Three noise regimes:

  • Low noise (σ≤0.1): MIA wins at σ=0 (no noise, no Moran needed). Wavelet+Moran is best at σ=0.1.
  • Moderate noise (σ=0.3–0.5): Scatter+Moran(11,11,7) dominates — larger kernel accumulates coherent blob signal.
  • High noise (σ≥1.0): R1-pc is the most robust — maintains signal at σ=2.0 where everything else fails.

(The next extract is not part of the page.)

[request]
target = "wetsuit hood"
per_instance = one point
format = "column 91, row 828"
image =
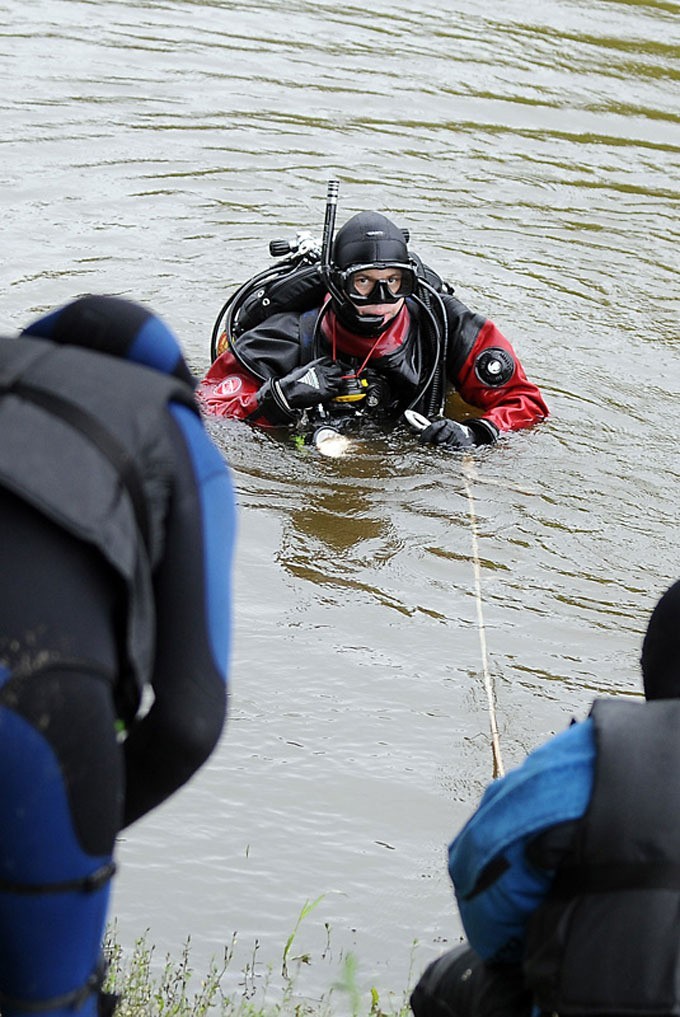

The L2 scorer is universally zero — confirming that Moran’s spatial coherence detection is essential, not optional.

Key Contributions Summary

Contribution What Impact
Wavelet preprocessing Apply abs(SWT D3) to X2 before scatter binning 33% fewer traces (15k→10k, all seeds); MIA: 50k→20k
Δ_cov and Δ_I produce identical Moran scores Covariance-based field replaces log-ratio formulation Same results, cheaper computation (no per-cell log)
R1-pc discriminant Gaussian post-conv (σ=0.7, 1.5) on Δ_cov before Moran Best high-noise robustness — survives at σ=2.0
Narrower X1 window [0:100]→[13:73] (60 samples around mask POI) +1.5σ gap at N=20k
Rust implementation faer GEMM + Rayon parallel scoring NB=16: 2.5s wall for full attack
Simulation framework Parametric masked+shuffled trace generator Systematic discriminant benchmarking across noise levels
Negative result Exhaustive non-scatter histogram exploration Validates scatter's design — 6 alternatives tested, all worse

Conclusion

The uniform-bin scatter outer product seems near-optimal under the shuffle-invariant constraint. Six different histogram alternatives all performed worse than the scatter baseline. The “scatter” design, the binary integer sparsity, absolute amplitude scale, and full pair count are all load-bearing.

The wavelet preprocessing is the real contribution: it’s a one-line change (np.abs(convolve1d(X2, upsampled_filter))) that makes the attack 33% more sample-efficient by isolating the SubBytes leakage frequency band from carrier noise and DC drift.

With this investigation, I wanted to explore how efficient AI can quickly digest a paper and provide technical results. For a technique like Scatter, considered too complex to run in comparison to CPA, it was almost trivial to get it working. And I was pleased that it was possible to push the investigations further, by trying many other techniques and finding valuable results. And unlike the apocalypse described by marketing from OpenAI or Anthropic, I definitely confirm the need of a human in the loop.